Materials and Methods

Animal Preparation

All animal experiments were performed with the University of Texas Health Science Center at San Antonio Institutional Animal Care and Use Committee approval and in accordance with the Association for Research in Vision and Ophthalmology Statement for the Use of Animals in Ophthalmic and Vision Research. Eight 10-week-old male Sprague-Dawley rats (Charles River Laboratories, Wilmington, Mass) were imaged with 1.2%–1.5% isoflurane (Halocarbon Products, River Edge, NJ) anesthesia and mechanically ventilated at 57–60 breaths per minute. The femoral vein was catheterized for pancuronium bromide (Hospira, Lake Forest, Ill) infusion at 4 mg/kg per hour with an infusion pump (Pico Plus; Harvard Apparatus, Holliston, Mass) and monocrystalline iron oxide nanoparticle (MION) administration (30 mg of iron per kilogram).

The animal was placed on a head holder with ear and tooth bars. To stabilize the eye, the conjunctiva was sutured to the radiofrequency coil at each quadrant. Atropine eye drops were applied topically to dilate the pupil and reduce iris motion (10). Body temperature was maintained at 37.0°C ± 0.5. End-tidal CO₂ (V9004 capnograph; Surgivet, Waukesha, Wis), heart rate, and blood oxygen saturation (MouseOx; Starr Life Science, Oakmont, Pa) were monitored and kept within physiologic ranges. All animals were prepared by one author (Y.Y.I.S., with 8 years of experience).

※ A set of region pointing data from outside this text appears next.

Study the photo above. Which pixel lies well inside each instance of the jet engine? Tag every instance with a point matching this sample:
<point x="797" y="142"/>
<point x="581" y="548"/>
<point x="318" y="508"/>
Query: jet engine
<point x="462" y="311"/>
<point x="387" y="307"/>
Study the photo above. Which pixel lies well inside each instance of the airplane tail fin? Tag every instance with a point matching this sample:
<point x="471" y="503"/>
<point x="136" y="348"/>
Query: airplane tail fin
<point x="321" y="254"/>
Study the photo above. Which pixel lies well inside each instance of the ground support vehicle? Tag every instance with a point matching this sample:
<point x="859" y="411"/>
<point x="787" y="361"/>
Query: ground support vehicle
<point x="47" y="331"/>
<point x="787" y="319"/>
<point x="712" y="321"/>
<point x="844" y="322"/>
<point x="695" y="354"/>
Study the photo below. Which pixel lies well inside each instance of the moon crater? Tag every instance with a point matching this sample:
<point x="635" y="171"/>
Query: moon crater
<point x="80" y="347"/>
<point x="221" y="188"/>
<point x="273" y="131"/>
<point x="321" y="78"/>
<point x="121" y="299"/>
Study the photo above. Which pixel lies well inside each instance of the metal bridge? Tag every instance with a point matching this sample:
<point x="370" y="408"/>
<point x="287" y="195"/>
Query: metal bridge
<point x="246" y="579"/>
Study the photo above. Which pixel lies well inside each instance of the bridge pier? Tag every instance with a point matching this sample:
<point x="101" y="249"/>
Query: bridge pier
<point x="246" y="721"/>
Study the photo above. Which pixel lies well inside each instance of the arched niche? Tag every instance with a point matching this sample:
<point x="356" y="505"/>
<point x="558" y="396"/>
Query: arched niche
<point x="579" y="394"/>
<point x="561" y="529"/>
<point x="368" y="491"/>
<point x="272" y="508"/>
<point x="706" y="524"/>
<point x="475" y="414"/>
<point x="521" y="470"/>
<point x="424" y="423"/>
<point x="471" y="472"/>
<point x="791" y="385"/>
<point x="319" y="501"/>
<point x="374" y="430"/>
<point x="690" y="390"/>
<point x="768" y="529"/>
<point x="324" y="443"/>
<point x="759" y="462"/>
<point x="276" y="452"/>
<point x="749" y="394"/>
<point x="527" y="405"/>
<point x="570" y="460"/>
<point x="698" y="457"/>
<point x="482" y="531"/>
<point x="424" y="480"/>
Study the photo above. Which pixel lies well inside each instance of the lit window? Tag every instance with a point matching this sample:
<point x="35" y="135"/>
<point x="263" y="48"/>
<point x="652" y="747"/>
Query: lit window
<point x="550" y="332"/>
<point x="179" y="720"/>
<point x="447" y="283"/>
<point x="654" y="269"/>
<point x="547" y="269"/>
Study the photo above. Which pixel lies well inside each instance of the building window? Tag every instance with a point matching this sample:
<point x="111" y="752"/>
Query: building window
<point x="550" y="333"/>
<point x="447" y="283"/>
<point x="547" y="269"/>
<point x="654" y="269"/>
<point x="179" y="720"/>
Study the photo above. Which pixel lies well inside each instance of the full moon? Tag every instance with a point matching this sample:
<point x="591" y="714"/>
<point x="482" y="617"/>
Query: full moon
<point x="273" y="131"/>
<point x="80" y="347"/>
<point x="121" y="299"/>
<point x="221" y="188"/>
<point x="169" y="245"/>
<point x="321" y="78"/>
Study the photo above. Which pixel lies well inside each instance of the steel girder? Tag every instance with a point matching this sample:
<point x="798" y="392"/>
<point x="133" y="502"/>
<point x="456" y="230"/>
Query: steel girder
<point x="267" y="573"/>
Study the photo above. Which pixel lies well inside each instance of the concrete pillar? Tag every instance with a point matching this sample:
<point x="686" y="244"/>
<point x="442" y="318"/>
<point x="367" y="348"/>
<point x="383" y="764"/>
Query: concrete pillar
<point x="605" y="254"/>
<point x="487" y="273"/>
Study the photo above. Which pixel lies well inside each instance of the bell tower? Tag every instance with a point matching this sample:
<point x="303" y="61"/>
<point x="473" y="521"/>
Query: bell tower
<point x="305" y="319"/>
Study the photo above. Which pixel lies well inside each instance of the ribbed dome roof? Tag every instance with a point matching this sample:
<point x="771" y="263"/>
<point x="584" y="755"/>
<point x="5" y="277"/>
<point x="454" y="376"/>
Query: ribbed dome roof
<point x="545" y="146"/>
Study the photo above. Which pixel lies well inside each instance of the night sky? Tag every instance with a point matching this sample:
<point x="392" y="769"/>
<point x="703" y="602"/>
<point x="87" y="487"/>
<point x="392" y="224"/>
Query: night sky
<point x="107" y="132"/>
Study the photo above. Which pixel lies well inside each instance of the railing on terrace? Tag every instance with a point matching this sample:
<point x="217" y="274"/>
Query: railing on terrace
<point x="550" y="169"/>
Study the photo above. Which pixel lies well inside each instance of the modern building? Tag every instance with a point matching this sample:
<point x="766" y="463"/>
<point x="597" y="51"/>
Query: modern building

MR imaging was performed during air, oxygen, and carbogen (5% CO₂, 95% O₂) ventilation. The order of gas challenges was randomized. Four repetitions were performed for each gas challenge. Gas-challenge experiments were performed before and after MION administration.

MR Image Acquisition

MR imaging studies were performed with an 11.7-T 16-cm magnet and a gradient insert (74G/cm B-GA9S; Bruker, Billerica, Mass). A custom-made small circular surface coil (inside diameter, approximately 7 mm) was placed on the left eye. Three-dimensional (3D) gradient-echo MR imaging with flow compensation was performed by using a spectral width of 60 kHz and the following parameters: repetition time msec/echo time msec, 26/4.3; field of view, 9 × 9 × 9 or 9 × 9 × 4.5 mm; zero-filling of 2.4 times in each direction; acquisition matrix, 256 × 256 × 256 (acquisition time, 5 minutes) or 512 × 512 × 256 (repetition time, 40 msec; acquisition time, 15 minutes), yielding a resolution of 84 × 84 × 84 μm or 42 × 42 × 84 μm and a nominal resolution of 35 × 35 × 35 μm or 18 × 18 × 18 μm. MION MR microangiography parameters were identical. Four repetitions were performed for each gas challenge. MR imaging data were acquired by two authors (Y.Y.I.S. and E.R.M., with 8 and 6 years of experience, respectively).

Data Analysis

Image analysis was performed by using custom-written programs (Matlab; MathWorks, Natick, Mass) (2,11,12). Blood volume (BV) index was calculated as the change in transverse relaxivity (ΔR2*) between images obtained before and after MION administration (13). The retina was extracted from the 3D data and flattened to allow layer-specific analysis of retinal and choroidal vascular layers (performed by E.R.M., with 6 years of experience), similar to analysis of two-dimensional retinal images (2). The flattening procedure included two steps: (a) In the first step, the outline of the retina was determined from a section at the center of the eye (Movie 1 [online]). The 3D data were resectioned perpendicular to the retinal edge, producing a 3D volume of sections perpendicular to the retina (Fig 1a, 1b). (b) In the second step, from the resectioned data, retinal outlines from five to 10 sections were found and then interpolated across the entire resectioned volume to produce the 3D retinal surface (Fig 1c, Movie 2 [online]). Retinal outlines from only a small number of sections were needed because the shape, position, and size of the retina were fairly consistent across all of the sections of the resectioned volume. Finally from each section of the resectioned data, profiles perpendicular to the retinal surface were obtained with two times the spatial interpolation, giving the 3D flattened retina (Fig 1d).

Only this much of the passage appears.